Vergleich von Tabellentypen
In der folgenden Tabelle werden die drei Tabellentypen verglichen:
| Funktion | Verwaltete Tabellen | Externe Tabellen | Fremdtabellen |
|---|---|---|---|
| Datenlebenszyklusverwaltung | Unity-Katalog verwaltet | Sie verwalten | Das externe System verwaltet |
| Speicherort | Unity-Katalog verwaltet | Sie legen fest | Das externe System verwaltet |
| Automatische Optimierungen | Yes | Limited | No |
| Unterstützte Formate | Delta Lake, Apache Iceberg | Delta Lake (empfohlen), CSV, JSON, AVRO, PARKETT, ORC, TEXT | Hängt vom externen System ab |
Daten gelöscht am DROP TABLE |
Yes | No | No |
| Am besten geeignet für: | Produktionsworkloads, häufig abgefragte Daten | Legacy-Integrationen, vorhandene Daten | Migration von externen Systemen, temporärer Zugriff |
Andere Tabellentypen
Azure Databricks unterstützt auch spezielle Tabellentypen für bestimmte Anwendungsfälle:
- Streamingtabellen: Lakeflow Spark Declarative Pipelines-Datensätze, unterstützt von Delta Lake mit inkrementeller Verarbeitungslogik
- Materialisierte Ansichten: Lakeflow Spark Declarative Pipelines-Datasets, die von Delta Lake unterstützt werden, die Abfrageergebnisse mit verwalteter Flusslogik materialisieren
Ältere Tabellentypen
Die folgenden Legacytabellentypen werden aus Gründen der Abwärtskompatibilität unterstützt, werden jedoch nicht für die neue Entwicklung empfohlen.
Hive-Tabellen
Strukturtabellen werden vom älteren Hive-Metastore verwaltet und verwenden Legacymuster, einschließlich Hive SerDe-Codecs und hive SQL-Syntax. Standardmäßig werden tabellen, die mit dem legacy-Hive-Metastore registriert sind, Daten im älteren DBFS-Stamm speichern.

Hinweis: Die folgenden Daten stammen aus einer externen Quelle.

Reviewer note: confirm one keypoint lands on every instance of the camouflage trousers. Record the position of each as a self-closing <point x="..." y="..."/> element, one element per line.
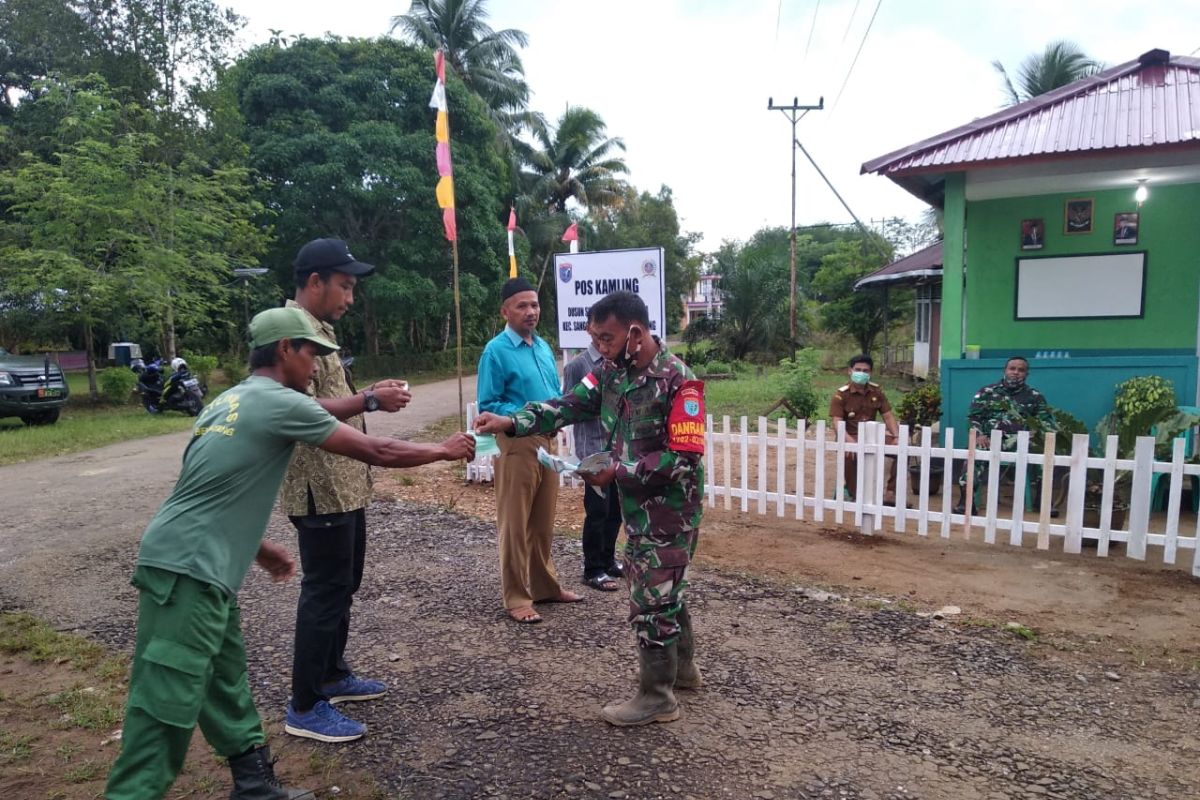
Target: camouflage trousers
<point x="657" y="570"/>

Databricks empfiehlt, alle Tabellen aus dem älteren HMS-Katalog zu Unity-Katalog zu migrieren. Weiter Informationen finden Sie unter Datenbankobjekte im Legacy-Hive-Metastore.

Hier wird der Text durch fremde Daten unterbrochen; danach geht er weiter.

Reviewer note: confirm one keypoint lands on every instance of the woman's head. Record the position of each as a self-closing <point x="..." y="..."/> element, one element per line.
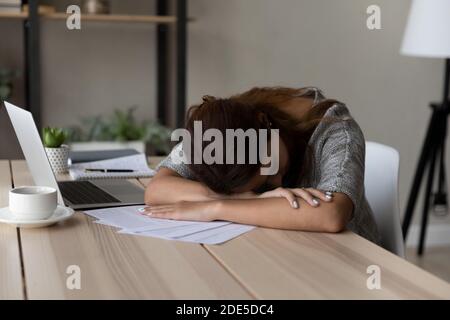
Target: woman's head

Sie können optional einen Hive-Metaspeicher mit dem Unity-Katalog verbinden und auf die Tabellen als Fremdtabellen im Unity-Katalog zugreifen. Siehe Hive-Metastore-Föderation: Aktivieren Sie den Unity-Katalog, um Tabellen zu verwalten, die in einem Hive-Metaspeicher registriert sind.

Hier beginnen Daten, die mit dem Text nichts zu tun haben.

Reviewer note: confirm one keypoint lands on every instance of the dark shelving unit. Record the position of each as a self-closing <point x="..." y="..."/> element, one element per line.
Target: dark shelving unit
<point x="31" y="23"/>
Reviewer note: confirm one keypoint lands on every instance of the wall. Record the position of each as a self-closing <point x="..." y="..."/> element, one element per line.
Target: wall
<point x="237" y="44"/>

Apache Spark unterstützt das Registrieren und Abfragen von Hive-Tabellen, aber Hive SerDe-Codecs sind für Azure Databricks nicht optimiert. Registrieren Sie Strukturtabellen nur, wenn Sie Abfragen zu Daten unterstützen müssen, die von externen Systemen geschrieben wurden. Siehe Hive-Tabelle (Legacy).
Livetabellen
Der Begriff "Livetabellen " bezieht sich auf eine frühere Implementierung von Funktionen, die jetzt als materialisierte Ansichten verfügbar sind. Aktualisieren Sie Legacy-Code, der auf Live-Tabellen verweist, um die Syntax für materialisierte Ansichten zu verwenden. Siehe Lakeflow Spark Declarative Pipelines und Materialized views.